Fancy search? Ok, I'll bite. Compare today's "fancy search" to what we had ~3 years ago according to your choice of metric. Here's one: minutes spent relative to information found. Today, in ~5 minutes I can do a literature review that would have taken me easily 10+ hours five years ago. We don't need to argue phrasing when we can pick some prototypical tasks and compare them.
We're going to have different takes about where various AI technologies will be in these future timelines. It is much better to run to where the ball is likely to be, even if we have different ideas of where that is.
The human brain, at best, struggles to grasp even linear change. But linear change is not a good way to predict compounding technological change.
> Today, in ~5 minutes I can do a literature review that would have taken me easily 10+ hours five years ago.
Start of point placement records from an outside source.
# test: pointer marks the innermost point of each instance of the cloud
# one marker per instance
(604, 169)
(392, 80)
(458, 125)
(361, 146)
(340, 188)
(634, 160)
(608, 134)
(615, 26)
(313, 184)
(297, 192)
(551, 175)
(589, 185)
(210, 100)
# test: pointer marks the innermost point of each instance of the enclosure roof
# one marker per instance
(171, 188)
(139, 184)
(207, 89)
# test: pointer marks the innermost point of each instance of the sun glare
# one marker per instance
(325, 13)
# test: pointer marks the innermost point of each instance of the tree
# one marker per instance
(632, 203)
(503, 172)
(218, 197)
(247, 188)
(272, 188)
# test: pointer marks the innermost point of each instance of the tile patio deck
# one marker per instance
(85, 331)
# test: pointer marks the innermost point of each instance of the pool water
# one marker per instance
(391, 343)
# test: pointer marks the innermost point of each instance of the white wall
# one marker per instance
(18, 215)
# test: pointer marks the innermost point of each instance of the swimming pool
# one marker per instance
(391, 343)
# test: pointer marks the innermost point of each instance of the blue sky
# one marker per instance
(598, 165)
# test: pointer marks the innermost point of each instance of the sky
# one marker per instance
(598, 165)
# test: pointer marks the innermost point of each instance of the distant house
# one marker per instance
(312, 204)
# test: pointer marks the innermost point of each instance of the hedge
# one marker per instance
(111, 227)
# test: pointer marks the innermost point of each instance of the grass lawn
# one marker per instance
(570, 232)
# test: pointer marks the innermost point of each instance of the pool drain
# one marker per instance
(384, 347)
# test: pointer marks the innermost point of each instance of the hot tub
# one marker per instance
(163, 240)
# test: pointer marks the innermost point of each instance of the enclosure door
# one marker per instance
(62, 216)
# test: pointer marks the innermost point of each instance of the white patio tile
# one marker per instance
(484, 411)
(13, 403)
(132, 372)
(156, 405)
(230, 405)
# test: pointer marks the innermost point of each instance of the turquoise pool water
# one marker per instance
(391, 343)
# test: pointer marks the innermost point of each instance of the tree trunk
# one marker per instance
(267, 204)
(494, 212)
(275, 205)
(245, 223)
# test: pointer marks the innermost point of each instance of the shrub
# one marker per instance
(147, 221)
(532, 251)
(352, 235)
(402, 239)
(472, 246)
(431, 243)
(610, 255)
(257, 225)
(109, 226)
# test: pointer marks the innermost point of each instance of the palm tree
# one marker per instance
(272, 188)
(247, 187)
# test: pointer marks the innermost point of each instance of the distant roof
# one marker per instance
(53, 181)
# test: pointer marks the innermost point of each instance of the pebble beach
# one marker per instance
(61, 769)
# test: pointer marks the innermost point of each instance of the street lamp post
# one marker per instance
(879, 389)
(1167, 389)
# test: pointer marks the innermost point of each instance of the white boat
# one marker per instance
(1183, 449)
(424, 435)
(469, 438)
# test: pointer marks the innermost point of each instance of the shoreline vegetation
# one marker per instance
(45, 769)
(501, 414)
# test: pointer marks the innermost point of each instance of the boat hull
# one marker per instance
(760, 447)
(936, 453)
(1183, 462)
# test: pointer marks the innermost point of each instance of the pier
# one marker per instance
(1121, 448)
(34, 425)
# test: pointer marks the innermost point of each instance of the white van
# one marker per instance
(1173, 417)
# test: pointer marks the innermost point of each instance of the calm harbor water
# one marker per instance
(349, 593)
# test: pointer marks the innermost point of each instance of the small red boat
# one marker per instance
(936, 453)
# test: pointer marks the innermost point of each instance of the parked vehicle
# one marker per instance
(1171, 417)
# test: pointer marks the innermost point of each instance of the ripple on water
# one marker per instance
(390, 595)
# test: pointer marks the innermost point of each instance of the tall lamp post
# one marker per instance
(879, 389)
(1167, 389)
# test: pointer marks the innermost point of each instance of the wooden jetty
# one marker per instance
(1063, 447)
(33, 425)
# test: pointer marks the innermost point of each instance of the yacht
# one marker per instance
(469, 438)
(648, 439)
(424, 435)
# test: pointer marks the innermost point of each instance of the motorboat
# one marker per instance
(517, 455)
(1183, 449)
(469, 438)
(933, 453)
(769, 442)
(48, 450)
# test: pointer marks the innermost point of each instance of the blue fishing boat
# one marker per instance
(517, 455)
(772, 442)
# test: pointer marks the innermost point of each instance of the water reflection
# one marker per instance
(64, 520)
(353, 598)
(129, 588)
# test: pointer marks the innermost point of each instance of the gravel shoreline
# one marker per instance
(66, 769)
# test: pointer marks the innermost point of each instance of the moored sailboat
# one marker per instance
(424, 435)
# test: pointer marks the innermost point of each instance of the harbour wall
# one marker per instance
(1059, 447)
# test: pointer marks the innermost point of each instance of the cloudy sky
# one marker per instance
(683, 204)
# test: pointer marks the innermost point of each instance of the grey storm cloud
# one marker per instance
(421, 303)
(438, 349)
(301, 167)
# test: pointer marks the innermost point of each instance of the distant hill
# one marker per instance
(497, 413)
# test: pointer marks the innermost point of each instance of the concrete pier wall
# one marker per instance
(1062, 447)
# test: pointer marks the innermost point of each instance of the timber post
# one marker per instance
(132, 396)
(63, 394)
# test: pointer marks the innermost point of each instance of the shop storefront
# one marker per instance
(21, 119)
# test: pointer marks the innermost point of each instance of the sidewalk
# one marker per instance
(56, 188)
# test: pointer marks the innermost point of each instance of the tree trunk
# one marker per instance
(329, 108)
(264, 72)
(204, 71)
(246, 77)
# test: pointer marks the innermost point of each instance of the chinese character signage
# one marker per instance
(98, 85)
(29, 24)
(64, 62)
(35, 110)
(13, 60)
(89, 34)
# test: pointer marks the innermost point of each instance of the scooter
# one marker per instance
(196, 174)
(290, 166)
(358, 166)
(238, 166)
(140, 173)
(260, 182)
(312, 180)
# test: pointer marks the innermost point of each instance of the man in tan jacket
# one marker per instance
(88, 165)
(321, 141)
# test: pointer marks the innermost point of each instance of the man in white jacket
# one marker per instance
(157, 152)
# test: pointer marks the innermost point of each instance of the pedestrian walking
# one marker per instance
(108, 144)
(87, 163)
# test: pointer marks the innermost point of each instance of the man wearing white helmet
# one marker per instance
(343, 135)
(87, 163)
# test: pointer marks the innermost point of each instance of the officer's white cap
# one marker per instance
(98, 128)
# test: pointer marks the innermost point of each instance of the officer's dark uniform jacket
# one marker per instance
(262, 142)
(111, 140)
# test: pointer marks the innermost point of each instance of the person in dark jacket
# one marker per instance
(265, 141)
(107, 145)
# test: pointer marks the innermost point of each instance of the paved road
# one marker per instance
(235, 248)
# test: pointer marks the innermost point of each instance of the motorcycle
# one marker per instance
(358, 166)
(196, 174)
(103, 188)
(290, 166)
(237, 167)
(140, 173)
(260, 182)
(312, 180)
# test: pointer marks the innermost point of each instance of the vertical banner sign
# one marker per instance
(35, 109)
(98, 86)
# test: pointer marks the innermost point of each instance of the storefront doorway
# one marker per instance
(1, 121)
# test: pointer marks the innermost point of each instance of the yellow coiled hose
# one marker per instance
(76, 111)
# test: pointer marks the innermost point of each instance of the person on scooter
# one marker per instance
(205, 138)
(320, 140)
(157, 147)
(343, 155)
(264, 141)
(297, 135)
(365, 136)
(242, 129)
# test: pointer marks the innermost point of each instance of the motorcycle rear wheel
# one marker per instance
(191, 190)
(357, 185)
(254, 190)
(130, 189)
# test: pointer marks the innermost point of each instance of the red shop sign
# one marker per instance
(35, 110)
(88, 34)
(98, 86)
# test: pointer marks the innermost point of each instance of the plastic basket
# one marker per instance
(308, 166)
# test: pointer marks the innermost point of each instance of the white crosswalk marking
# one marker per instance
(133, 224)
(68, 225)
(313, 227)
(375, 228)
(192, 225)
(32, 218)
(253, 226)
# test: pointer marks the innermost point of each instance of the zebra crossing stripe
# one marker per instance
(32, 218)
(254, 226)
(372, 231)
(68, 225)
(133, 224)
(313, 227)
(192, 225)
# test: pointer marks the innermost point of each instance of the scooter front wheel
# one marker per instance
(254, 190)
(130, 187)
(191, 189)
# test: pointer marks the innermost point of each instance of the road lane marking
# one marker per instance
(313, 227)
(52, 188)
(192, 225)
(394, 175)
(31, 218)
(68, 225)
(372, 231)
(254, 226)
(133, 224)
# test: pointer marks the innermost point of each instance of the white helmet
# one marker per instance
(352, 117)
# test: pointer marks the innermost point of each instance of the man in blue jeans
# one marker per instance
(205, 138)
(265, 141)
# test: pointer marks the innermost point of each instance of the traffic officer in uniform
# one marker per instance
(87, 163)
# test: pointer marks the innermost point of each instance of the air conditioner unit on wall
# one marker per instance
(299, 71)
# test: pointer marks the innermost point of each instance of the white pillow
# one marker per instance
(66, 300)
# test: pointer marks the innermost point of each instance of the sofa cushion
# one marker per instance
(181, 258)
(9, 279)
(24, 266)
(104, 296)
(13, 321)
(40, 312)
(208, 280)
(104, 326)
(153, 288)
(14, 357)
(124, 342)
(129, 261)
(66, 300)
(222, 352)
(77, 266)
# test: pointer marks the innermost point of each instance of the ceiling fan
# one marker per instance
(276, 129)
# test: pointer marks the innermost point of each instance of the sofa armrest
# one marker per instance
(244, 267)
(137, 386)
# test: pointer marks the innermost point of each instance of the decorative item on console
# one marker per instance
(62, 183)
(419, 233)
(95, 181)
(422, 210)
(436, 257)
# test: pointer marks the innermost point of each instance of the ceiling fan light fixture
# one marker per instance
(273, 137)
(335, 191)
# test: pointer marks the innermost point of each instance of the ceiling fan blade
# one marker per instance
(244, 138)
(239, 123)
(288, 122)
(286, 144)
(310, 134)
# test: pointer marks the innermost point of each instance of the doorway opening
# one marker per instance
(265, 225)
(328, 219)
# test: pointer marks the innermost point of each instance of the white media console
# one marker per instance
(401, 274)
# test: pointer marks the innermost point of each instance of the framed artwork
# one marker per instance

And it will not yield the same outcome you would have had. Your own taste in clicking links and pre-filtering as you do your research, is no longer being done if you outsource this. I‘m guilty of this myself. But let’s not kid ourselves.
I’ve had GPT Pro think 40 minutes about the ideal reverse osmosis setup for my home. It came up with something that would have been able to support 10 houses and cost 20k. Even though I did tell it all about what my water consumers are and that it should research their peak usage. It just failed to observe that you can buffer water in a tank.
There‘s a reason they let you steer GPT-Pro as it goes, now.
I don't claim using AI is the same as doing it yourself. My point is that AI capabilities are much more extensive than "fancy search". By giving a metric and an example I hoped to make that point without getting into hair-splitting.
2 replies →
Your quoted example to make that point isn't particularly convincing, IMO. Cursor came out in 2023 and everything on that list would be a typical use case, plus ChatGPT for the search replacement.
Of course, it wasn't nearly as effective back then compared to current SOTA models, but none of those are hard to imagine someone recommending Cursor for anytime in 2024 or later.
If OP instead said something like one shotting an entire line of business app with 10k LoC I would agree with your reminder about perspective. But it feels somewhat hype-y to say that goal posts are being moved "monthly" when most of their list has been possible for years.
I was attempting to give an example to say that AI-LLM technology is more than "fancy search" which to me sounds like "search engine". / I realize now that ChatGPT was released in late 2022, more than 3 years ago. Time flies.
> But it feels somewhat hype-y to say that goal posts are being moved "monthly"...
Here's what I mean. What you see if you kept a journal once a day and wrote down:
1. what impressed you about AI that day;
2. what did you do with it that day that you pretty much took for granted ("just SoTA")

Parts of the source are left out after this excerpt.